Además de impedir la entrada por mar, el Gobierno de Mitsotakis está acelerando los procesos de asilo. “Hasta antes de la pandemia, los solicitantes de asilo podían pasar hasta dos años en los campos de personas refugiadas esperando respuesta. Entonces, el 25% de las peticiones eran rechazadas. Ahora, el proceso es mucho más rápido. Envían a las personas al continente, a Atenas, a recibir la respuesta y en el 80% de los casos es negativa, con lo cual, pasan a ser personas en situación irregular y se encuentran de un día para otro en la calle, sin comida y sin ningún tipo de ayuda”, comenta el activista.

“Ante el miedo a la deportación, miles de personas han comenzado su camino hacía Albania, Macedonia o Bosnia, donde la situación es cada vez más complicada”.

En el Egeo hay cinco islas con campos de personas refugiadas: Lesbos, Chíos, Samos, Kos y Leros.

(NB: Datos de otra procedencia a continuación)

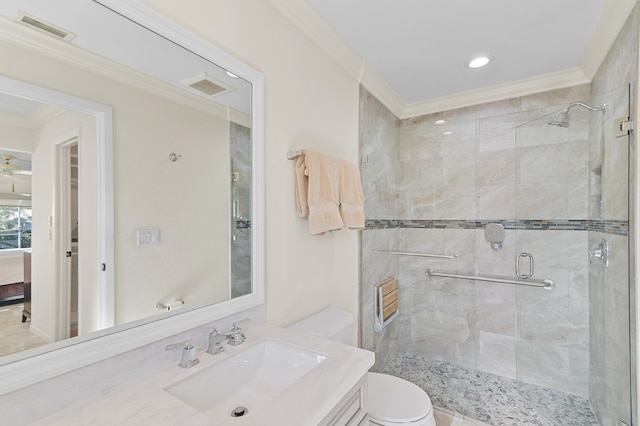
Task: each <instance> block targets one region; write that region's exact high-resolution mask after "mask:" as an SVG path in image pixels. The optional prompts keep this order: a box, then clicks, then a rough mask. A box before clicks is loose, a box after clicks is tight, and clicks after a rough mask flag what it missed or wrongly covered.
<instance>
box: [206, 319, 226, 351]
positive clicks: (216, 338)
mask: <svg viewBox="0 0 640 426" xmlns="http://www.w3.org/2000/svg"><path fill="white" fill-rule="evenodd" d="M225 337H226V336H225V335H223V334H222V333H220V332H219V331H218V329H217V328H216V327H215V326H213V327H211V331H210V332H209V347H207V353H208V354H209V355H216V354H219V353H221V352H224V346H222V341H223V340H224V339H225Z"/></svg>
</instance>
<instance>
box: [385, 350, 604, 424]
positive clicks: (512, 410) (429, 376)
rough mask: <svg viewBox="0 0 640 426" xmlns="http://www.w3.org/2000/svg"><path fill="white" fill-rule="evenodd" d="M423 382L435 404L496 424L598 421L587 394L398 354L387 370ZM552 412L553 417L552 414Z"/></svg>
mask: <svg viewBox="0 0 640 426" xmlns="http://www.w3.org/2000/svg"><path fill="white" fill-rule="evenodd" d="M383 372H384V373H387V374H392V375H394V376H398V377H402V378H403V379H406V380H409V381H410V382H412V383H415V384H416V385H418V386H420V387H421V388H422V389H424V390H425V391H426V392H427V393H428V394H429V396H430V397H431V402H432V404H433V406H434V407H437V408H441V409H443V410H446V411H449V412H456V413H460V414H462V415H464V416H465V417H469V418H474V419H477V420H479V421H482V422H485V423H487V424H490V425H494V426H521V425H531V426H556V425H562V426H592V425H593V426H596V425H599V422H598V420H597V419H596V416H595V414H594V413H593V411H592V410H591V406H590V404H589V402H588V401H587V400H585V399H582V398H579V397H576V396H574V395H569V394H566V393H562V392H558V391H554V390H552V389H547V388H541V387H538V386H532V385H527V386H526V387H523V386H521V388H520V392H518V388H517V385H516V381H515V380H512V379H508V378H505V377H502V376H497V375H495V374H489V373H484V372H481V371H475V370H470V369H467V368H464V367H460V366H457V365H453V364H449V363H446V362H442V361H434V360H431V359H428V358H427V357H424V356H421V355H414V354H406V353H399V354H398V355H396V356H395V357H394V358H393V359H392V360H391V362H390V363H389V364H388V365H387V367H386V368H385V369H384V371H383ZM550 416H553V419H552V418H551V417H550Z"/></svg>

Vathy, el campo de Samos, ya cerró el pasado mes de septiembre, pero el Gobierno griego ha dado paso a un nuevo centro que considera una estructura moderna y segura de acomodamiento para quien pueda llegar a la isla, mientras reitera su compromiso de proteger las fronteras de forma segura y justa.

Un campo o una cárcel

En cambio, numerosas ONG la consideran una auténtica cárcel, con medidas excepcionales como doble alambrado de seguridad, cámaras, rayos X, puertas magnéticas y horarios restringidos de salida (de 8.00 a 20.00 horas). Aseguran que vulnera los derechos de las personas y que pretende ejercer un efecto disuasorio para quienes huyen de la muerte o el hambre. Estas instalaciones, están financiadas por la Unión Europea con 250 millones de euros.

Paundakis señala en un mapa el lugar en el que se construirá “esta nueva cárcel” en Chíos. Será al noreste de la isla y estará más alejada de la capital que el actual campo. A pesar de todo, sus palabras son rotundas: “Ni las expulsiones por mar, ni estas nuevas cárceles, ni forzar a estas personas a huir por las peligrosas rutas balcánicas va a impedir que la gente siga llegando a Europa. Porque no tienen nada que perder, porque ya lo han perdido todo, porque esta es su única opción para sobrevivir”.